Clearly phpquery wasn’t the best choice, reactphp does better job but i don’t see anything wrong with title here.
If someday someone pops up and says “Here, try this library OverReactPhp. It makes your code much faster”. I would be happy to do my test again.
GitHub repo

    • rojansinha

      Now i have a change to know about ReactPhp http://reactphp.org/

      • Oh, it isn’t mine – just passing it along

        • rojansinha

          I thought it was yours. Sorry about that.

  • Jonas Kuhl

    This python lib owns both =) http://scrapy.org/

    • philsturgeon

      No, Scrapy might own both, but “python” doesn’t.

      • That’s why he said “this python lib” and not “python”

        • philsturgeon

          Deleted, I messed up.

  • philsturgeon

    It is a shame you chose to try and defend your article because your reasoning does not stand up to logic.

    “As long as same thing can be achieved using different platforms people are going to compare. Either its “Nodejs vs PHP” or “Nodejs vs Python” or “Nodejs vs Scala” or whatever.”

    And they would all of course be wrong.

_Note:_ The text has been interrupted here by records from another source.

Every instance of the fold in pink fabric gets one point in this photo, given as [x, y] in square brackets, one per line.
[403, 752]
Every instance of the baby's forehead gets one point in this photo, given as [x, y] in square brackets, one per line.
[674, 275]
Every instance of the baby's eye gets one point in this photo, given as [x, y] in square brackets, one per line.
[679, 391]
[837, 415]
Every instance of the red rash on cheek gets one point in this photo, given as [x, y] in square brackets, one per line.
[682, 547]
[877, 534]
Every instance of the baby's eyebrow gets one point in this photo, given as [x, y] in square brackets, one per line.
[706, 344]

Unless you are using built-in features of the standard library (code provided without installing anything) you are not testing the language, you are testing the abilities of third-party developer. That TPD might be the worlds smartest guy, or he might have just picked up a coding for idiots book. Judging an entire language based off of the abilities of a single developer is clearly not scientific, or relevant.

    Furthermore I was not berating you for not knowing about ReactPHP. I used React PURELY as an example, that async code is faster than sync code. By shoving this sync code in an async loop I got that exact same library running in a similar fashion to cheerio, meaning a more fair comparison could be made.

    It’s not your fault you didn’t know about ReactPHP, but it IS your fault for not recognizing that one piece of third-party code (which runs synchronously) is obviously going to be slower than another piece of code (which runs asynchronously), and furthermore you were wrong to suggest that this is anything at all to do with the language.

    Thanks again for the update, but clinging onto “i don’t see anything wrong with title here.” is only embarrassing yourself.

    • rojansinha

      You are completely ignoring the purpose of the test (which was for scraping) and just ranting about async, sync, blocking, nonblocing.

      Of course language cannot be tested just by using any third party library but while choosing any language over other i can consider the availability for its third party libraries.

      • philsturgeon

        I am not “just ranting about async, sync, blocking, nonblocing.”

        Firstly, your spelling and grammar is atrocious but that is besides the point. These four things are also not four different things in regards to the post, async code runs in a non-blocking fashion. So there’s that.

        If you really want to continue to argue that NodeJS v PHP can be fairly compared based entirely on the use of third-party libraries, when flagrantly ignoring the fact that the one you used for one of the languages is using blocking code then I tip my hat to you. You are bad at computer science and you have no idea how benchmarks work. I’d hoped you’d come around, but you can continue to compare apples to oranges as long as you like. Good day.

        • John

          I’m pretty sure he is ESL – I’m happy with everything else you’ve said, but he shouldn’t be put down for trying. I’ve read worse.

          • Vedant Mistry

            You got the message, right? and that was the important part, if you were asked to write or read in Russian, Korean or any other language than you will look गूंगा and considering that fact what you have emphasised only highlights your chootyapa.

  • Adrien Delorme

    Nobody cares about speed, real projects only care about maintainability, http://www.techempower.com/benchmarks/.
    Use Go if you need a speedy web tech.

  • I would be interested in seeing this post with 0.11 / 0.12 of node with streams3 and the limit of sockets is set to infinity.

  • Sawan Sanghvii

    nice article….i m gonna try this…..Check pdf scraping using php on my blog….http://www.webdata-scraping.com/blog

  • Whatever anybody says, I like this article. Thanks.